MINNEAPOLIS — With Paul Molitor’s 3-year contract now finalized, the Twins will turn their attention to replacing the ousted Neil Allen as the team’s pitching coach and Eric Rasmussen as the minor league pitching coordinator. Those hires could come shortly, and CBO Derek Falvey spoke Tuesday about the traits he’ll look for in both hires.
Falvey said that the Twins have convened to put together lists of names of potential candidates, but decline more specific comment about whether employees on teams still in the postseason would be considered.
Molitor said that it was difficult to move on from Allen, a “late-in-life-found friend” for the Twins manager. But the weak point of the Twins in each of Molitor and Allen’s three seasons has been the pitching staff. Part of that, without question, has been the level of talent the Twins have put on the mound. But the organization must also view that it can do better on the pitching side, whether that’s through acquiring better pitchers or through better development of the pitchers they already have.
Falvey opened up Tuesday about what he’s looking for in a pitching coach, and spoke in broad terms about the need to continue the development process once a pitcher reaches the big leagues.
“It speaks to how we view coaching across the board. There are key elements in our minds – in my mind – to a successful organization in terms of coaching: that’s alignment from top to bottom, Major League through scouting and amateur acquisition,” Falvey said. “We have a plan in everything we do, from hitting to pitching to defense, and that there’s a Twins Way. And it’s not one way—it evolves over time. But I think that we want to make sure there’s alignment.
“And then understanding that development continues at the Major League level,” Falvey said. “There’s a view sometimes that guys get to the Major Leagues and that’s the end of development and therefore they’re ready. The recognition – and we saw it this year with some young players – that you need to support them through some struggles and the development path for young players is not always linear. So we want to make sure that all our coaches embody that spirit moving forward and will continue to.”

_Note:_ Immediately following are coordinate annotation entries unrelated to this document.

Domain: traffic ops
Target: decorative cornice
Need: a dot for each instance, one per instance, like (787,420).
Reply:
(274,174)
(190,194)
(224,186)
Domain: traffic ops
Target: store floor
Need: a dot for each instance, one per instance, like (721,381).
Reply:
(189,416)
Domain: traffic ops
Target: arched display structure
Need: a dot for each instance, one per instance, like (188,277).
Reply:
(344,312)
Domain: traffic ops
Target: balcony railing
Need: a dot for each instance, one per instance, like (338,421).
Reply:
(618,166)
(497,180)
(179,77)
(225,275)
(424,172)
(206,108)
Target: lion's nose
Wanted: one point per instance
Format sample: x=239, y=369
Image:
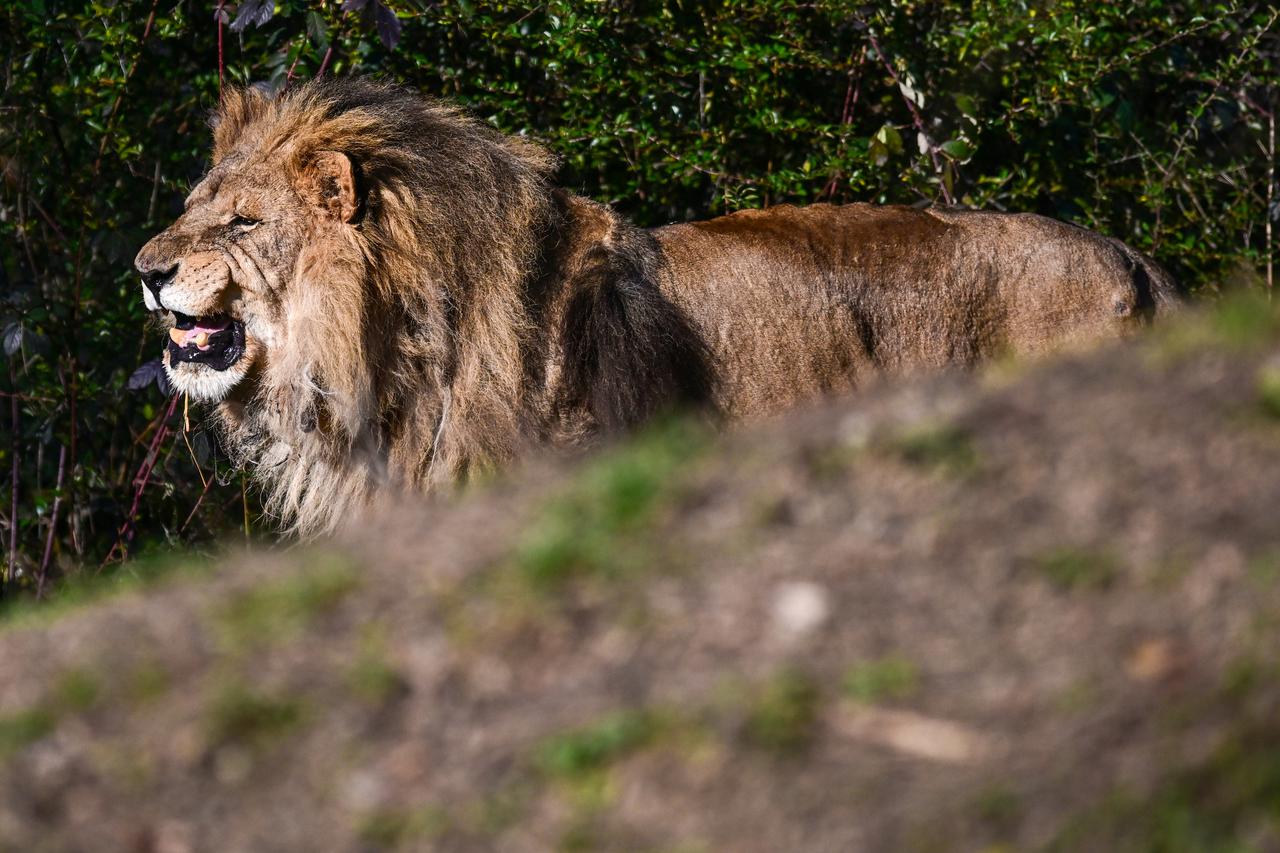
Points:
x=155, y=279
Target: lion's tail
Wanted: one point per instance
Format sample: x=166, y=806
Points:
x=1157, y=292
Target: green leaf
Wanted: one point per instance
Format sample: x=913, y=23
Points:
x=958, y=149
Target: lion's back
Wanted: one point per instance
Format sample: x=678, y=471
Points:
x=803, y=300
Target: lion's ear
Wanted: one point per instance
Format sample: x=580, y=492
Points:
x=328, y=181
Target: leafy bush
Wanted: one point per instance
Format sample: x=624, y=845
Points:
x=1150, y=121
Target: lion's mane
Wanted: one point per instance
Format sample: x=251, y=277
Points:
x=426, y=342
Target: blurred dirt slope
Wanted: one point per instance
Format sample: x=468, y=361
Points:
x=1036, y=607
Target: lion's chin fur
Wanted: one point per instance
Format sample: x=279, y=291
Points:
x=202, y=383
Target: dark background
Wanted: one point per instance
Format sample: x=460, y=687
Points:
x=1152, y=122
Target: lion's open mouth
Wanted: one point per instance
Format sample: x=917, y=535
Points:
x=213, y=341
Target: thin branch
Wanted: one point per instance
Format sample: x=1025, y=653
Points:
x=915, y=117
x=53, y=524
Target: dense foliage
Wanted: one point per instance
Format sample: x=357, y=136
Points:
x=1150, y=121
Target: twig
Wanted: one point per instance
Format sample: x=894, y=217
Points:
x=12, y=574
x=53, y=524
x=124, y=536
x=915, y=117
x=846, y=114
x=1270, y=197
x=324, y=63
x=218, y=17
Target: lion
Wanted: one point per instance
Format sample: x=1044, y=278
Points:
x=376, y=291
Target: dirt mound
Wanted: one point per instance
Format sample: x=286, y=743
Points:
x=1034, y=607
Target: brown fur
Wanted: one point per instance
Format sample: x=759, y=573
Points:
x=420, y=302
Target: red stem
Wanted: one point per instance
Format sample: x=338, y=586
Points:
x=218, y=16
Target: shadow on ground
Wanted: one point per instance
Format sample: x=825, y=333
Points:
x=1036, y=607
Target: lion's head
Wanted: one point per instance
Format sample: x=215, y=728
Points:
x=347, y=238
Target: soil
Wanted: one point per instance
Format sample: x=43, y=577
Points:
x=1034, y=607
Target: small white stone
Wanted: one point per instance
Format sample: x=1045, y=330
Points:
x=800, y=607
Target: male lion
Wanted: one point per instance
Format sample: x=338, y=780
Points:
x=378, y=291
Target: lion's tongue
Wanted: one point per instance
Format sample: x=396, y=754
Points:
x=197, y=334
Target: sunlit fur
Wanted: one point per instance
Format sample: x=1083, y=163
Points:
x=466, y=308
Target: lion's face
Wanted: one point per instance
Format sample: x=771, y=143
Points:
x=224, y=270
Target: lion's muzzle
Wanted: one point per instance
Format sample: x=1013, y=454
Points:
x=216, y=342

Falvey’s short list of candidates isn’t immediately clear — nor is whether they will be primarily internal or external candidates. But his hiring pattern over the past 11 months suggests he’ll be looking hard at candidates from outside the organization.
Before he took over the Twins, Falvey worked in Cleveland, where pitching coach Mickey Callaway is widely respected. Jason Bere is the bullpen coach. Twins GM Thad Levine worked for the Rangers previously, where Doug Brocail is the pitching coach. Former Rangers pitching coach Mike Maddux now works for the Washington Nationals.
The Nats and Indians are both playoff teams with high-quality pitching staffs, so there’s some doubt as to whether any coach would accept a lateral move. And Falvey’s hire on its own proved that a great hire doesn’t have to come from a list of popularly known candidates. How many fans knew James Rowson’s name before he took over as Twins hitting coach and had a productive first season?
One thing Falvey mentioned is that the Twins will hold a “pitching summit,” similar to what they did last year in Fort Myers before spring training and after Rowson was hired.
“We started a little bit of that on the pitching side [last year], not quite as formal as that hitting summit,” Falvey said.
“We talked about organizational philosophies on pitching and started down some different paths this year. I would anticipate as we fill out the remainder of our Major League staff with the pitching coach, but also the minor leagues, we’ll have more conversations like that,” he said.